On July 6, xAI‘s account on X changed its name to SpaceXAI and posted a video of the xAI logo folding into a new SpaceXAI logo. The rebrand had been expected since May, when Musk announced that xAI would be dissolved as a separate company and folded into SpaceX. “xAI will no longer exist as a separate company,” he said at the time. “It will become SpaceXAI, the AI products from SpaceX.”
The timing is not random. The rebrand follows SpaceX’s record-breaking IPO in June, which raised $75 billion at a valuation of roughly $1.77 trillion. The company now trades on the Nasdaq under SPCX, and its public filings have already signaled a strategic pivot: SpaceX is no longer just a rocket company. It‘s an AI infrastructure company that happens to launch rockets.

93% of the Addressable Market Is AI
SpaceX’s IPO prospectus revealed a number that should reframe how investors think about the company. The company claims a total addressable market of $28.5 trillion — of which $26.5 trillion is attributed to AI. Its traditional space business is valued at $370 billion, and Starlink at $1.6 trillion. AI is not just a side bet. It‘s 93% of the story.
The capital allocation confirms it. In 2025, SpaceX directed roughly 60% of its capital expenditures — about $20 billion — to its AI division. That’s more than three times what it spent on its space and connectivity segments, which include Starlink. The company‘s AI business is currently losing money — about $4.9 billion in 2025 on revenue of $18 billion — but the spending suggests SpaceX is willing to burn cash to build scale.
$2 Billion Per Month in Compute Rentals
The most immediate revenue from SpaceX’s AI division isn‘t coming from selling models. It’s coming from renting compute.

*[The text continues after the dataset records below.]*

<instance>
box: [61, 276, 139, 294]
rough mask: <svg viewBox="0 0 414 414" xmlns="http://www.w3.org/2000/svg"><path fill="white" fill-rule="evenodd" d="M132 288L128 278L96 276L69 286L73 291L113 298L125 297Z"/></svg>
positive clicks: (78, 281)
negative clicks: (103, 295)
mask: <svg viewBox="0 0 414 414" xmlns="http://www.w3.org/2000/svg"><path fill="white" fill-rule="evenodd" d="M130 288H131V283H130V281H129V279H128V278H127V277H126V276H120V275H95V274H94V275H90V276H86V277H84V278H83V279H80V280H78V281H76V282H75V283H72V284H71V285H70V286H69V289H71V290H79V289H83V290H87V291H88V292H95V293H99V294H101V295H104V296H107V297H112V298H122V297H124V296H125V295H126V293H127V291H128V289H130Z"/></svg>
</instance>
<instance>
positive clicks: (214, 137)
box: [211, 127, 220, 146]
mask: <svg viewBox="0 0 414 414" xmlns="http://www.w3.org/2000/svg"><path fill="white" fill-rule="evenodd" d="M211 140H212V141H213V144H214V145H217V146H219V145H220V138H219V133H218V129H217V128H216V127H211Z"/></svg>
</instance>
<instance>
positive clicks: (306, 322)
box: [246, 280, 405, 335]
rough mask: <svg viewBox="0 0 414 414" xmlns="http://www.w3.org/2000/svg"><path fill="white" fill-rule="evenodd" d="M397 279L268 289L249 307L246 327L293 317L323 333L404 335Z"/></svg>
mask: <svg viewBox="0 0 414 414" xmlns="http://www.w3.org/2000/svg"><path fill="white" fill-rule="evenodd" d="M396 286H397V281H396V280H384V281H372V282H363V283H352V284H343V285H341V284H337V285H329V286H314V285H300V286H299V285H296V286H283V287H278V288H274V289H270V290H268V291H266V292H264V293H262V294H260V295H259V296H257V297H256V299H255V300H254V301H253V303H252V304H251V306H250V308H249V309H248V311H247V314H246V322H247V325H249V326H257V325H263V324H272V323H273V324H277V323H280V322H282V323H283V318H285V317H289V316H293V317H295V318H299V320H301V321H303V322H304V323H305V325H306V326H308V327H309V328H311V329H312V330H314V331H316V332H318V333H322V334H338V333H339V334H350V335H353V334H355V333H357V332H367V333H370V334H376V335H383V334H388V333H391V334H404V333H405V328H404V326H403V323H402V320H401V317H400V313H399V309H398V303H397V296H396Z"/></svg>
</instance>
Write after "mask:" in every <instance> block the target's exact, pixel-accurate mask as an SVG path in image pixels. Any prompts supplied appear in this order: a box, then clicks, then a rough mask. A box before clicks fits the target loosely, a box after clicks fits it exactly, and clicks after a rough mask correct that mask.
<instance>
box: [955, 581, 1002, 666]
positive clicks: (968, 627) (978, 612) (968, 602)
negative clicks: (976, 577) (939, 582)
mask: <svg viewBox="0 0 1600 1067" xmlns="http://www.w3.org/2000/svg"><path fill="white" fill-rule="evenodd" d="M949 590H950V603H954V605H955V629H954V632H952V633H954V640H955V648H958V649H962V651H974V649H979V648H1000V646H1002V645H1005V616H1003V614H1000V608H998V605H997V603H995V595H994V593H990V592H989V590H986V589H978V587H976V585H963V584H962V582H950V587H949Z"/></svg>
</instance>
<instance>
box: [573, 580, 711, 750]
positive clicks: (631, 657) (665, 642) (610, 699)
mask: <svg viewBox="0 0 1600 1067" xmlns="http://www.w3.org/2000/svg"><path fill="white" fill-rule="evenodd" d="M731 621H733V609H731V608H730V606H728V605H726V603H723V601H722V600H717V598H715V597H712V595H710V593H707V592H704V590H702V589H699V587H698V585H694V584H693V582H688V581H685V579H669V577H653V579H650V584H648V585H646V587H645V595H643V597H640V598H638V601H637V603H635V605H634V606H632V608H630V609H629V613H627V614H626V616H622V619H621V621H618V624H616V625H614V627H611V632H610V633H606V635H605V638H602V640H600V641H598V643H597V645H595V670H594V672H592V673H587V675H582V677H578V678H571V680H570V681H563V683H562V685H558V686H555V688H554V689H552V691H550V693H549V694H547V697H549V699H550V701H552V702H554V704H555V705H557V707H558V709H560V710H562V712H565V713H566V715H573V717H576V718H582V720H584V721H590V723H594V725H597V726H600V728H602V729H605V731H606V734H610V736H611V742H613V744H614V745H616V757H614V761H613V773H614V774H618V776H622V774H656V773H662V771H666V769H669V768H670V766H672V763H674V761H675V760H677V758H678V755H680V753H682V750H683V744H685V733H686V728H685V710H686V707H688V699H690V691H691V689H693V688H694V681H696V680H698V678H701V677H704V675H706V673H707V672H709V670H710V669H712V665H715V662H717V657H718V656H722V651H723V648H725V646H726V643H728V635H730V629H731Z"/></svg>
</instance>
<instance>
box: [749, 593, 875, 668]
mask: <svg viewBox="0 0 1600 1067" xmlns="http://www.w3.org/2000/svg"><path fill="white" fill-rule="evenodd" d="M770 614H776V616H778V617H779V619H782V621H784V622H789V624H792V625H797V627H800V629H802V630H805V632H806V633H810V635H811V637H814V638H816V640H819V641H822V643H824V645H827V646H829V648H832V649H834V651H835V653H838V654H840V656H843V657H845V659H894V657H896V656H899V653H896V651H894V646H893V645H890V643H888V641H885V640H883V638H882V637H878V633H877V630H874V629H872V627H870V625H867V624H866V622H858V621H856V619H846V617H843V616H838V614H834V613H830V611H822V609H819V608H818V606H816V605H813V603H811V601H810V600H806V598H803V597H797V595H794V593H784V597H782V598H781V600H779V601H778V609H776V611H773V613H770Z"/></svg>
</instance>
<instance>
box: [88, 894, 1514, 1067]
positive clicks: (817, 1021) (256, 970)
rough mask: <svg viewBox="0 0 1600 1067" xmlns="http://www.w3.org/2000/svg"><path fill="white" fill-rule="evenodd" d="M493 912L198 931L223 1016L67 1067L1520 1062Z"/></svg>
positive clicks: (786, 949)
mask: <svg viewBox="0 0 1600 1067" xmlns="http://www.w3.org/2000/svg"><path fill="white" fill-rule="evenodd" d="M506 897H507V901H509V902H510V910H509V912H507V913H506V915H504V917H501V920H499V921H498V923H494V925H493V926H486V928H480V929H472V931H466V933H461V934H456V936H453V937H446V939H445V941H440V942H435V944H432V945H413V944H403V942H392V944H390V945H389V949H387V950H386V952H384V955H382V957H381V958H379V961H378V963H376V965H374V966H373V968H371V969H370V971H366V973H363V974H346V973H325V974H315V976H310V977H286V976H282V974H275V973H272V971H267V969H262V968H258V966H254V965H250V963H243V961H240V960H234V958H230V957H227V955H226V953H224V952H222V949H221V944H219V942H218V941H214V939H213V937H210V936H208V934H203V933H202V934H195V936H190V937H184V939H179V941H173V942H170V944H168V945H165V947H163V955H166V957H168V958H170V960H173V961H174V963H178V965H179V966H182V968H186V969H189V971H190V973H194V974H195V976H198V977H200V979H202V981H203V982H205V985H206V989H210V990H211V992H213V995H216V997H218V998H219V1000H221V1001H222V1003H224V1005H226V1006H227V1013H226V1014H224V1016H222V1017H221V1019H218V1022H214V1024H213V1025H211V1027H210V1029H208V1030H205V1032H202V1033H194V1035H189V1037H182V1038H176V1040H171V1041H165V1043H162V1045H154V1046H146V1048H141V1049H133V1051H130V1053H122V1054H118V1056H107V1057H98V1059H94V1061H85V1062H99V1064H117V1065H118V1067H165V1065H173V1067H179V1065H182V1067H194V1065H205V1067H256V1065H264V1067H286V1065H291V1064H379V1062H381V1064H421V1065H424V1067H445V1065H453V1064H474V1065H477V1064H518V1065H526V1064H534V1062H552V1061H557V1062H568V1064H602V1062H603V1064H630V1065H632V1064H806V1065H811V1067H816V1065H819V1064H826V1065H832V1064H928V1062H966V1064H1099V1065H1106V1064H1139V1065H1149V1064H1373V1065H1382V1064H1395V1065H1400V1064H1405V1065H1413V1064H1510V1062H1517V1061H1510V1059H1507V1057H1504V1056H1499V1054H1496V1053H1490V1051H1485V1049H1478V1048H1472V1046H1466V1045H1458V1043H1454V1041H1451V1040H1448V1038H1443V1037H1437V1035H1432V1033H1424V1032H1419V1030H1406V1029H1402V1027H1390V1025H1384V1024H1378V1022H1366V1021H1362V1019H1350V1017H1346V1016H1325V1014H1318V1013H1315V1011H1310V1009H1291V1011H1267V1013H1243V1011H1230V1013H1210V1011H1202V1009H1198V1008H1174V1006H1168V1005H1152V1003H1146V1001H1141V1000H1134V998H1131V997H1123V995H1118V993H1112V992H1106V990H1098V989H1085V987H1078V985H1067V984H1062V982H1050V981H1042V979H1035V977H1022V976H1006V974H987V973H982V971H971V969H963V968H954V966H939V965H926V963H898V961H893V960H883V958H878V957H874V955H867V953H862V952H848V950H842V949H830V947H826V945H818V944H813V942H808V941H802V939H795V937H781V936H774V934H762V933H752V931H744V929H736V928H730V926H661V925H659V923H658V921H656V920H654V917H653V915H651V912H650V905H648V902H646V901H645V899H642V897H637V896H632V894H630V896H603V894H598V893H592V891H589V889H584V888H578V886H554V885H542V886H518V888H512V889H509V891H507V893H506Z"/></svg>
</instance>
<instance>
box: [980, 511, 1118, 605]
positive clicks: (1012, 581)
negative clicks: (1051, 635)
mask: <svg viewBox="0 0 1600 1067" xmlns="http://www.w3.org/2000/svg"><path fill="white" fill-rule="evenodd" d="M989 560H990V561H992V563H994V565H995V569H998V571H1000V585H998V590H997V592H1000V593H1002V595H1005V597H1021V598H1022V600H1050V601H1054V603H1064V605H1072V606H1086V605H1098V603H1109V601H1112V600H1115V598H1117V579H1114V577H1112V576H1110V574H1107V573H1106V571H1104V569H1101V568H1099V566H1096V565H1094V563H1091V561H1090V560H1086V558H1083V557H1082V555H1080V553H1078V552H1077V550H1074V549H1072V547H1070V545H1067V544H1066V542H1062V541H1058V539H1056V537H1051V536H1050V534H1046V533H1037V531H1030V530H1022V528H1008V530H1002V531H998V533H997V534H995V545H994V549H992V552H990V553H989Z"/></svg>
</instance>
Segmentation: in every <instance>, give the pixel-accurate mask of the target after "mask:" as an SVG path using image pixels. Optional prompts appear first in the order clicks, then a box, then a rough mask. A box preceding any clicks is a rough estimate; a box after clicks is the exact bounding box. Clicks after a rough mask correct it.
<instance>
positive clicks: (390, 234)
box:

SpaceX has already signed two major AI infrastructure deals. Anthropic agreed to pay SpaceX $1.25 billion per month for access to compute at its Colossus data center in Memphis. Google is paying $920 million per month. Together, these two contracts generate more than $2 billion in monthly recurring revenue — before counting a single rocket launch.
The Colossus data center was originally built to support xAI‘s Grok chatbot. After xAI’s internal progress slowed — all 11 of the original co-founders left, and the team is being rebuilt from the ground up — SpaceX began monetizing its compute capacity externally. The company is now a “neocloud” provider: a data center infrastructure supplier for paying clients, rather than strictly developing its own AI models.

Orbital Data Centers by 2028
The longer-term play is even more ambitious. SpaceX plans to deploy orbital AI compute satellites as early as 2028. The idea is to put data centers in space, powered by solar panels, using radiation cooling to replace water or air cooling systems required by ground data centers.
The company has already filed applications to launch up to 1 million satellites in orbit for this purpose. The strategic rationale is straightforward: compute demand is growing faster than ground-based data centers can expand, and orbital deployment sidesteps some of the physical constraints — power, cooling, land — that limit terrestrial AI infrastructure.
The IPO prospectus explicitly ties Musk‘s compensation to this goal. His share grant includes a performance condition tied to creating space-based data centers capable of delivering “100 terawatts of compute per year.” That’s not a vague aspiration. It‘s a contractual obligation.
P.S. The name is gone. The infrastructure isn’t. Musk isn‘t trying to beat Anthropic anymore. He’s trying to bill them. And he‘s already making more money from renting GPUs than from launching rockets. That’s not a pivot. That‘s a new business.